Over the past three decades, in the area of international finance, various theoretical models have been developed and tested to analyse exchange rate behaviour. The liberalisation and development of foreign exchange and assets markets, have led to the consideration of important variables such as capital flows, volatility in capital flows and forward premium along with central bank intervention in determining exchange rates. Furthermore, the micro level dynamics in foreign exchange markets has gained prominence due to rise in the trading volumes in these markets and the subsequent evolvement of the microstructure theory in determining exchange rates (Evans and Lyons, [1] [2] ).
The main objective of this study is to empirically assess the long-term relationship between the US dollar-Indian rupee exchange rate and economic variables of the flexible price monetary model of exchange rate to determine whether exchange rate movements are in line with economic fundamentals. Though there is ample research on modelling exchange rate for advanced countries, studies based on emerging countries are confined to a few recent studies. The study therefore focuses on studying the validity of the flexible price monetary model during a managed float exchange rate regime to answer the following two main research questions.
1. Is there a long-term relationship between exchange rate and variables of the monetary model in the Indian context?
2. Can the flexible price monetary model be used to predict exchange rate movements in the long run?
The organisation of the study is as follows: Section 2 provides an historical overview of the exchange rate regimes in India. A review of literature is conducted in Section 3. The theoretical framework is laid out in Section 4. Section 5 enumerates the data sources and methodology of the study. The findings of the analysis are discussed in Section 6 and the final section underlines the conclusions.
2. Overview of the Exchange Rate Regimes in India
In the post independence period, India’s exchange rate policy has undergone a paradigm shift from a par value system to a basket-peg and further to its current managed float exchange rate system. The Indian rupee which was linked with the pound sterling in the aftermath of the breakdown of the Bretton Woods System in 1971, began to be pegged to a basket of currencies from 1975 till the early 1990s to ensure stability of the exchange rate. Throughout the 1980s, the exchange rate was allowed to fluctuate in a wider margin and to depreciate modestly. However, in the wake of the balance of payment crisis in 1991 and the increasing current account deficit, the Indian economy initiated a number of economic measures to instill confidence in the investors and to improve domestic competitiveness. To offset the substantial draw down in the foreign exchange reserves, the Reserve Bank of India (RBI) had to devalue the Rupee in two stages on July 1 and July 3, 1991 which led to the beginning of a new dual exchange rate regime known as Liberalized Exchange Rate Management System (LERMS). The new regime was implemented from March 1992. Subsequently, the dual exchange rate system LERMS was replaced by a unified exchange rate ushering in an era of market determined exchange rate since March 1993. Reserve Bank of India continued to intervene in the foreign excess market to address instances of volatility making exchange rate regime to be a managed floating exchange rate system. However, going forward, on a more cautious note it may be noted that with India getting increasingly integrated with the world economy and advancing towards full capital account convertibility, the management of volatility is likely to be challenging requiring strategic liquidity management to mitigate the associated risks.
3. Review of Literature
The switch to floating exchange rates in the 1970s resulted in a wealth of theoretical literature to explain the high volatility in exchange rates. Prior to the 1970s, in an era of fixed exchange rate regimes, many countries adopted the purchasing power parity model (PPP) to study exchange rate behavior. However, in the early 1970s, with the collapse of the fixed exchange rate systems, monetary models of exchange rate determination became popular in modelling exchange rate behavior especially with many of the industrialized economies adopting the floating exchange rate regimes. This section selectively examines some of the most influential structural models that have been developed to model exchange rate behavior.

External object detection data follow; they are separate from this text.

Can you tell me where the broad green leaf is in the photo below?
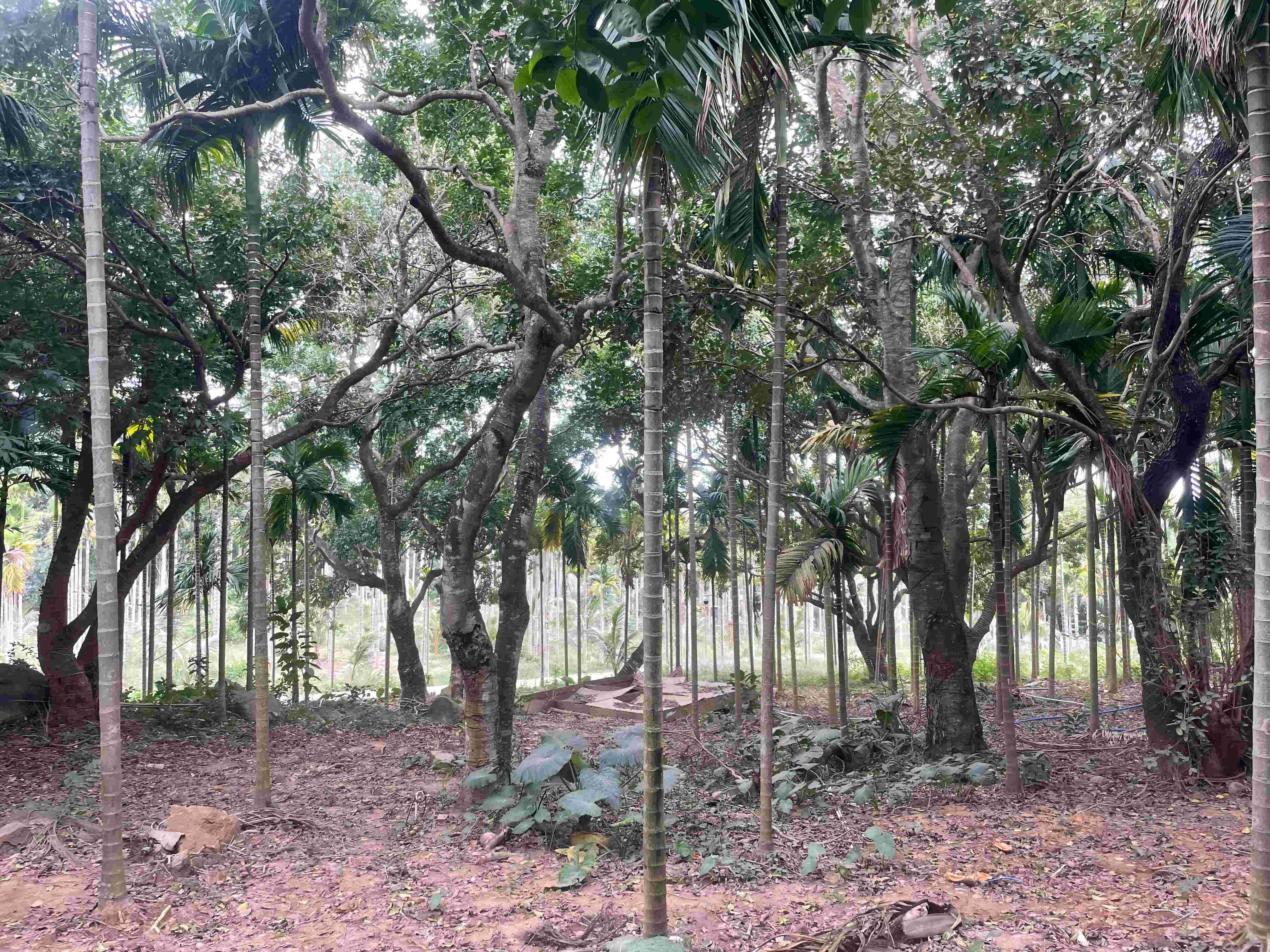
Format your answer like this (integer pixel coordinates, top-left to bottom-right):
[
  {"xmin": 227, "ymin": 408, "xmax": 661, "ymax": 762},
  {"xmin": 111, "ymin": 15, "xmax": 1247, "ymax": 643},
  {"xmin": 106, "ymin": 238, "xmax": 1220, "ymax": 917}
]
[
  {"xmin": 662, "ymin": 20, "xmax": 691, "ymax": 60},
  {"xmin": 531, "ymin": 53, "xmax": 565, "ymax": 82},
  {"xmin": 850, "ymin": 0, "xmax": 872, "ymax": 37},
  {"xmin": 803, "ymin": 843, "xmax": 824, "ymax": 876},
  {"xmin": 606, "ymin": 4, "xmax": 644, "ymax": 37},
  {"xmin": 556, "ymin": 70, "xmax": 582, "ymax": 105},
  {"xmin": 556, "ymin": 790, "xmax": 604, "ymax": 816},
  {"xmin": 645, "ymin": 0, "xmax": 679, "ymax": 37},
  {"xmin": 635, "ymin": 99, "xmax": 662, "ymax": 136},
  {"xmin": 692, "ymin": 0, "xmax": 731, "ymax": 29},
  {"xmin": 464, "ymin": 767, "xmax": 498, "ymax": 790},
  {"xmin": 480, "ymin": 785, "xmax": 519, "ymax": 810},
  {"xmin": 865, "ymin": 826, "xmax": 895, "ymax": 859},
  {"xmin": 578, "ymin": 70, "xmax": 608, "ymax": 113},
  {"xmin": 512, "ymin": 49, "xmax": 542, "ymax": 93},
  {"xmin": 821, "ymin": 0, "xmax": 851, "ymax": 34},
  {"xmin": 556, "ymin": 863, "xmax": 592, "ymax": 888},
  {"xmin": 499, "ymin": 791, "xmax": 539, "ymax": 825},
  {"xmin": 516, "ymin": 20, "xmax": 551, "ymax": 43}
]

In the monetary model, it is the money supply in both domestic and foreign countries as opposed to money demand function that determines the exchange rate. Monetary models are the offsprings of the Mundell-Fleming type of models. Several versions of the monetary model have been put forth and prominent among them are Frenkel’s [3] flexible price model and the sticky price model developed by Dornbusch [4] . The main underlying assumption of the flexible price model is that prices are perfectly flexible, so that changes in domestic money supply would bring about changes in the domestic price level, as a result of which the domestic currency may appreciate or depreciate as the situation may warrant, to discretely equalise the prices in the two countries. A significant inference from this model is that the PPP holds both in short run and the long-run. This implication came under criticism and the sticky price model was developed by Dornbusch [4] by relaxing the assumption of short-term PPP while holding the long-term PPP assumption and considered price rigidities in modelling exchange rate.

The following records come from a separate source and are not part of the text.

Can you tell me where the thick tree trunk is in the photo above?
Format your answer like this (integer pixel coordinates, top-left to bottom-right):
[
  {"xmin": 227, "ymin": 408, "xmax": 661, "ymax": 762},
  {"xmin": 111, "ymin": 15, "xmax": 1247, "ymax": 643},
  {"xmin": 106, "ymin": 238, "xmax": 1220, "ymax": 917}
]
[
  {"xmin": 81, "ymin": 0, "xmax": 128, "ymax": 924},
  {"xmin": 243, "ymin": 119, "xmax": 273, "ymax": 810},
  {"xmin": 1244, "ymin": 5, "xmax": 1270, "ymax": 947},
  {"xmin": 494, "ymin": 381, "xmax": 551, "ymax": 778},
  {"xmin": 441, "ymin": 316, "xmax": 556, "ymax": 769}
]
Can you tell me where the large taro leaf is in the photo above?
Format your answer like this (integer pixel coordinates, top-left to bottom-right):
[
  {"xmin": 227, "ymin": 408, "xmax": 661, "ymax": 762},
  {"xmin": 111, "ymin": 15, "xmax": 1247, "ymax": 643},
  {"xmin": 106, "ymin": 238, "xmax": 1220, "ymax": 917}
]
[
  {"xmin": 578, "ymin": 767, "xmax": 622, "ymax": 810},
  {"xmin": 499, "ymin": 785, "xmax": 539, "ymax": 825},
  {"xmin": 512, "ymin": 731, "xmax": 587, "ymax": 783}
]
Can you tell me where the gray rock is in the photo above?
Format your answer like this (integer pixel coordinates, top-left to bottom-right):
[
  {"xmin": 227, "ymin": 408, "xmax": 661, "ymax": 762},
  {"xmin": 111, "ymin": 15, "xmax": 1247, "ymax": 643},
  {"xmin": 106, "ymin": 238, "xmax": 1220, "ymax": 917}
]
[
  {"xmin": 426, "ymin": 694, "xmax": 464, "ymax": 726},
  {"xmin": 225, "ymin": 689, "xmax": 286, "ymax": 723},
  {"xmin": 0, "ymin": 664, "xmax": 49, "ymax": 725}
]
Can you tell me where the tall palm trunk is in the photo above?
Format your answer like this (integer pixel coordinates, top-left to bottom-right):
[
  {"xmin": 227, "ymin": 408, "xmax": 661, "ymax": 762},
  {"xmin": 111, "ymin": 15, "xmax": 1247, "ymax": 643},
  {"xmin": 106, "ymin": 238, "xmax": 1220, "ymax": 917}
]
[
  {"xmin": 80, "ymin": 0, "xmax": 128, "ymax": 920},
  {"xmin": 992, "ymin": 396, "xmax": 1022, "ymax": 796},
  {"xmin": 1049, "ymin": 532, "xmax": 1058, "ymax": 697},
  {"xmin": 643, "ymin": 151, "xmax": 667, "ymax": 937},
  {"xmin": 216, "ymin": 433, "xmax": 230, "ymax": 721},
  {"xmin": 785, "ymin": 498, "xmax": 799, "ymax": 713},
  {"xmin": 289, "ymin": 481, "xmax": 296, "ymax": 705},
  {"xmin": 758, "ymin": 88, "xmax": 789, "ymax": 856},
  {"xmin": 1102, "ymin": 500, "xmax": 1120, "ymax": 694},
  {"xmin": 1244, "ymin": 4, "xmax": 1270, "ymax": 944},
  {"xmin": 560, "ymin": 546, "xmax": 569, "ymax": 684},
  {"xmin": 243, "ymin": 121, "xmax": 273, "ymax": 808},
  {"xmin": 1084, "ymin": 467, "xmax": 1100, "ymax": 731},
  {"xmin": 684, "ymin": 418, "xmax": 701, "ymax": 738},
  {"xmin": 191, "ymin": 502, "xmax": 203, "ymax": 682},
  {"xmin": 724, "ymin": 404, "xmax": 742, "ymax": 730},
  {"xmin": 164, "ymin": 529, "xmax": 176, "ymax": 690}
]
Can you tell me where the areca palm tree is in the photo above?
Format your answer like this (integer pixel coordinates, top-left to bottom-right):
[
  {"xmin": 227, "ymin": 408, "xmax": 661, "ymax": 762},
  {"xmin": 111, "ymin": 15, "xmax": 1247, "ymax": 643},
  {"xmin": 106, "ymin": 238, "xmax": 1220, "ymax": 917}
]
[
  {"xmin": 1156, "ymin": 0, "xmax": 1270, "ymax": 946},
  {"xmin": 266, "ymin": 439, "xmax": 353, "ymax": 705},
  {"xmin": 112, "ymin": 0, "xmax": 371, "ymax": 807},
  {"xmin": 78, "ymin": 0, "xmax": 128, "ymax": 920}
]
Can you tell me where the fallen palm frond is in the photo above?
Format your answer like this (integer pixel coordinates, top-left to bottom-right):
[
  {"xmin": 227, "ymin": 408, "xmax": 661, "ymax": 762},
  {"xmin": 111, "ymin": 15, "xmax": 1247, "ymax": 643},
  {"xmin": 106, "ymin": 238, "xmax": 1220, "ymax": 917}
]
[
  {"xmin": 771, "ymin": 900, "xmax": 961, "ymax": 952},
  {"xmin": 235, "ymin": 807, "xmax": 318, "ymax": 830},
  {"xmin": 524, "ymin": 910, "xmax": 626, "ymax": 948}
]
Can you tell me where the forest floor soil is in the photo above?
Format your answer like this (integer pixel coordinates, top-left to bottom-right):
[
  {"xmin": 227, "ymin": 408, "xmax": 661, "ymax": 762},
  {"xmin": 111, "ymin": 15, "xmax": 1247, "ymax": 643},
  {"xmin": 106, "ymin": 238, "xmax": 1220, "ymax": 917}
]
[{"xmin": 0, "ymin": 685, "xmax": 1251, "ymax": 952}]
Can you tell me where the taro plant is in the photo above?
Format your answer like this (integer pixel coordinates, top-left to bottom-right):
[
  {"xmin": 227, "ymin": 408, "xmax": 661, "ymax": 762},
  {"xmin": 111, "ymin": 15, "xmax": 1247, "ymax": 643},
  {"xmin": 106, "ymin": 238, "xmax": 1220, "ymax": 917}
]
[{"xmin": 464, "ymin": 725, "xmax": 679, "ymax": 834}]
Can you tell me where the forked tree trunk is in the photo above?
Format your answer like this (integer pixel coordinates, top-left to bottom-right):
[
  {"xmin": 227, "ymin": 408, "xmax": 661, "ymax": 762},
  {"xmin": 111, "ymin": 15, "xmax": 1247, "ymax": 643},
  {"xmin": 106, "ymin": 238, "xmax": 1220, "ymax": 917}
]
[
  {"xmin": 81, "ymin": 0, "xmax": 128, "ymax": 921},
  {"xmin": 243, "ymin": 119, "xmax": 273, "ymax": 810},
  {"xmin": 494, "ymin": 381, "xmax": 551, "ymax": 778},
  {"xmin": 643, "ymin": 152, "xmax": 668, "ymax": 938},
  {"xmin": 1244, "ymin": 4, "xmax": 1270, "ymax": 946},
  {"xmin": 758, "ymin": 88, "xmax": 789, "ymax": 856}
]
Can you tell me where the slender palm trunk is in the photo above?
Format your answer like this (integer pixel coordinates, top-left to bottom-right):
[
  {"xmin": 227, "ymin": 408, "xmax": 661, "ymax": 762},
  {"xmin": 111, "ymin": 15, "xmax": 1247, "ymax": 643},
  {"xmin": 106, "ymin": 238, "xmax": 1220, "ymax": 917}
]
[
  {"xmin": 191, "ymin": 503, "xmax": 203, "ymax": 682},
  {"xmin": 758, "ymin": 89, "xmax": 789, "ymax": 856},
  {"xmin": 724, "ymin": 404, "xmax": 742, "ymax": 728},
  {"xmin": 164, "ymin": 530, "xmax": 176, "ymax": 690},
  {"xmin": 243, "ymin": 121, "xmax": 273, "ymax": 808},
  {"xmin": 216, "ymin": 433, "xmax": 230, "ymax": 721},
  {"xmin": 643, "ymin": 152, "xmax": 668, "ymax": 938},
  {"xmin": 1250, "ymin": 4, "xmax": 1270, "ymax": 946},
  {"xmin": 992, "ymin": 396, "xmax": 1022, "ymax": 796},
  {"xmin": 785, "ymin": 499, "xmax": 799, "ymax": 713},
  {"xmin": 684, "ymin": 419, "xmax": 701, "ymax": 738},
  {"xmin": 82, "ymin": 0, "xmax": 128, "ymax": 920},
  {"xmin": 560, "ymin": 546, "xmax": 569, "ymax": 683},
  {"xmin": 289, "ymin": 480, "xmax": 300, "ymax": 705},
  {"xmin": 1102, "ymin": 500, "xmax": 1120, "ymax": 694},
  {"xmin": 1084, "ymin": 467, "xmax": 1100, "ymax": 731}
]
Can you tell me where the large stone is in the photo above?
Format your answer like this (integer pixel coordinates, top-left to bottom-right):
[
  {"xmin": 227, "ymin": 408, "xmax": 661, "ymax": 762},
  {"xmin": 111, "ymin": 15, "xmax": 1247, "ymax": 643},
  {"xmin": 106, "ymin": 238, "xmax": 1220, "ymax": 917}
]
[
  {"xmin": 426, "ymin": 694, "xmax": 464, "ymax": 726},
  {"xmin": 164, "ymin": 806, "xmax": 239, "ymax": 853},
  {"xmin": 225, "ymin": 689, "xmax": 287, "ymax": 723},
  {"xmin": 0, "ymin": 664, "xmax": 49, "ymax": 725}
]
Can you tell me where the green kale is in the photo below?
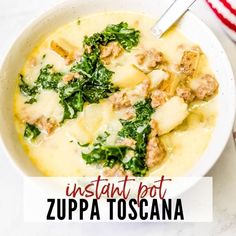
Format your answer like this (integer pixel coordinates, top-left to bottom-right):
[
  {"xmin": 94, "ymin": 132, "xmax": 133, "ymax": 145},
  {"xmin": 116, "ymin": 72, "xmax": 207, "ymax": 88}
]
[
  {"xmin": 19, "ymin": 65, "xmax": 63, "ymax": 104},
  {"xmin": 60, "ymin": 92, "xmax": 84, "ymax": 122},
  {"xmin": 35, "ymin": 64, "xmax": 63, "ymax": 90},
  {"xmin": 118, "ymin": 99, "xmax": 154, "ymax": 176},
  {"xmin": 19, "ymin": 74, "xmax": 38, "ymax": 104},
  {"xmin": 77, "ymin": 141, "xmax": 89, "ymax": 147},
  {"xmin": 83, "ymin": 62, "xmax": 118, "ymax": 103},
  {"xmin": 82, "ymin": 99, "xmax": 154, "ymax": 176},
  {"xmin": 84, "ymin": 22, "xmax": 140, "ymax": 51},
  {"xmin": 94, "ymin": 131, "xmax": 110, "ymax": 146},
  {"xmin": 24, "ymin": 123, "xmax": 40, "ymax": 141},
  {"xmin": 82, "ymin": 132, "xmax": 129, "ymax": 168},
  {"xmin": 59, "ymin": 61, "xmax": 118, "ymax": 121},
  {"xmin": 82, "ymin": 146, "xmax": 127, "ymax": 168}
]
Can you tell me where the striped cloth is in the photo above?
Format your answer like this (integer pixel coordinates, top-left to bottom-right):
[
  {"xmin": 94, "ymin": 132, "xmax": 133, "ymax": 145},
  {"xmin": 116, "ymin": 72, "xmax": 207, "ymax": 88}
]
[{"xmin": 206, "ymin": 0, "xmax": 236, "ymax": 42}]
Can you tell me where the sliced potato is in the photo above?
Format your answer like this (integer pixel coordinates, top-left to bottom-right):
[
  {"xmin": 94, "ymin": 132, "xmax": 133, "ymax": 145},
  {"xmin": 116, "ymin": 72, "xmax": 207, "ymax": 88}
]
[
  {"xmin": 152, "ymin": 96, "xmax": 188, "ymax": 135},
  {"xmin": 159, "ymin": 74, "xmax": 183, "ymax": 96},
  {"xmin": 50, "ymin": 38, "xmax": 76, "ymax": 64},
  {"xmin": 148, "ymin": 70, "xmax": 170, "ymax": 89},
  {"xmin": 179, "ymin": 50, "xmax": 200, "ymax": 77},
  {"xmin": 112, "ymin": 64, "xmax": 148, "ymax": 88}
]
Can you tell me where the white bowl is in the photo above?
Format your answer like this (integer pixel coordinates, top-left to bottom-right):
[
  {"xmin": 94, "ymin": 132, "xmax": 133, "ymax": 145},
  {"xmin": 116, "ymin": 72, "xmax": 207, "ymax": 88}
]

Over the last four decades, the empirical performance of the monetary models has shown mixed results. The academic interest in monetary models began to fade with the seminal work of Meese and Rogoff [5] , who concluded that naïve random-walk model outperform out-sample forecast performance of any monetary model at one to twelve month horizons for three major bilateral rates, i.e., the dollar/pound, dollar/mark, dollar/yen and trade weighted dollar exchange rates. On the contrary, some studies such as Mark and Sul [6] who studied the long-run relationship between nominal exchange rates and monetary fundamentals and ability of monetary model in predicting exchange rate found that the nominal exchange rate is cointegrated with monetary fundamentals and that the monetary fundamentals contain significant predictive power for future exchange rate movements. Zhang, Lowinger and Tang [7] too tested the monetary model to examine the long-run relationship as well as short run dynamics for US dollar against Canadian dollar, Japanese yen and British pound and found the existence of a long run relationship between exchange rate and monetary model variables.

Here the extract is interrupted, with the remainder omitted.